Post-traumatic stress disorder is a pervasive affliction that affects active duty military members, veterans, first responders and even government contractors working in combat zones.

Spreading awareness of PTSD

"In 2010 Congress designated June 27 as PTSD Awareness Day."

In 2010, Congress designated June 27 as PTSD Awareness Day to promote visibility and effective treatment for the affliction. Four years later, Congress set aside the entire month of June for National PTSD Awareness. The goal is to increase knowledge among the public about issues related to PTSD, to encourage those suffering from this affliction to seek help and to provide insights into caring for family members coping with PTSD.

"Greater understanding and awareness of PTSD will help veterans and others recognize symptoms, and seek and obtain needed care," explained Paula P. Schnurr, M.D., executive director of the National Center for PTSD.

During June, government agencies, advocacy groups, medical associations and other PTSD-related associations come together to boost awareness for the condition.

How common is PTSD?

The nature of the environments where military members and first responders work puts them in precarious and sometimes life-threatening situations and the lingering trauma can have a big impact on their lives. These traumatic events can lead to:

  • Nightmares.
  • Flashbacks.
  • Trouble sleeping or concentrating.
  • Negative feelings.

Often people experiencing PTSD think they're alone, but the truth is it is far more widespread than many might believe. Veterans often have higher incidences of having stress disorders. According to VA statistics, veterans with PTSD account for:

  • Between 11 and 20 percent of soldiers who served in Operations Iraqi Freedom and Enduring Freedom.
  • Around 12 percent of Gulf War (Desert Storm) veterans.
  • An estimated 30 percent of military members deployed in the Vietnam War.
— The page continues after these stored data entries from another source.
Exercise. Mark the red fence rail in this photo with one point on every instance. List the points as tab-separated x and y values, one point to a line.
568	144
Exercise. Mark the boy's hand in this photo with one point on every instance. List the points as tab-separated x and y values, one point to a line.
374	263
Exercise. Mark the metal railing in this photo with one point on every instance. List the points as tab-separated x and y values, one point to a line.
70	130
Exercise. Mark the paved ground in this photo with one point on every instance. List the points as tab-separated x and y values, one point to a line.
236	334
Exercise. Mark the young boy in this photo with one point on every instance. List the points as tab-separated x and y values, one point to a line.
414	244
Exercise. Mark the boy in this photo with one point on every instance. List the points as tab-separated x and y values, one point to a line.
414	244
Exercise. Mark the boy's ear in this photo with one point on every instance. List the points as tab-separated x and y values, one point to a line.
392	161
While veterans comprise a large percentage of those with PTSD, first responders are also regularly exposed to the types of traumas that lead to stress disorders. A recent report published by the International Association of Fire Fighters found that firefighters and paramedics suffer from PTSD at similar levels to veterans.

Writing on the American Military University's website In Public Safety, faculty member Michelle Beshears explained how police officers often experience cumulative PTSD – the result of repeated stress-related incidents.  

Further, PTSD is not strictly limited to the military and first responders. The VA also noted that roughly 7 to 8 percent of the U.S. population will experience PTSD at some point. In a year, approximately 8 million U.S. adults have PTSD. However, many won't seek treatment for a number of reasons.


What you can do to help

If you know anyone who might be suffering PTSD, be sure to offer support. While not everyone will want to discuss the issue, it's important to let them know you're available to help.

If a dialogue about the person's PTSD opens up, encourage him or her to seek treatment. There are a variety of centers and organizations that offer options for assistance and care. 

Congress mandated the formation of the VA's National Center for PTSD in 1989 to address the needs of veterans with military-related PTSD. They have extensive research, education material and training opportunities for advancing the social welfare and clinical care of veterans with stress disorders. 

In addition, non-governmental groups like Operation We Are Here provide an extensive directory of resources for those who have experienced a traumatic incident. From anonymous self-assessments and financial assistance to veteran service organizations and reintegration sources, there are plenty of options available to help.

By spreading awareness and contributing to ongoing treatment efforts, everyone can lend a hand in combating PTSD.